This time, the test program compiles and runs without error. I assume you understand what reference-counting is, so I'll skip that lecture, but the copyctors-scoped example in the gitcast shows that now modifying one of the data fields modifies both, as they are both pointing to the same int. If you really need to be able to modify the two fields independently, you'll have to bite the bullet and do a deep copy. If you're worried about people triggering this expensive operation by accident, you could always make your class noncopyable and write a static deepCopy method, or even make your copy ctor do a shallow copy and zero all the pointers, but whatever you do, don't do what the author of this library did and write (or allow to be generated) a broken copy ctor.

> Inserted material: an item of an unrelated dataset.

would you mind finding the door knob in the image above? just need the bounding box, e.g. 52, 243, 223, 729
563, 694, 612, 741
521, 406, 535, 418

Notice how, in both examples using smart pointers, the class definition is simpler and shorter than the original, and less bug-prone. Smart pointers allow you to think once about what it means to copy your object and who is responsible for it, and then forget. You don't have to keep chasing round ownership flags like you did in C. You don't have to worry about large structures being left in memory or holding locks, or inappropriate referent sharing, like you do in environments with garbage collection as the only mechanism for lifetime control and inflexible reference semantics. You don't even have to remember to delete your heap objects. And future maintainers of your code will be able to tell what your intention was and how they can avoid introducing bugs, without having to draw a diagram. Using smart pointers is so easy, and makes your life (and the lives of people who have to touch your code) so much easier, that there's no excuse for writing classes you have to pussyfoot around to avoid crashing your program.


Last modified: Sat Mar 8 09:53:54 2008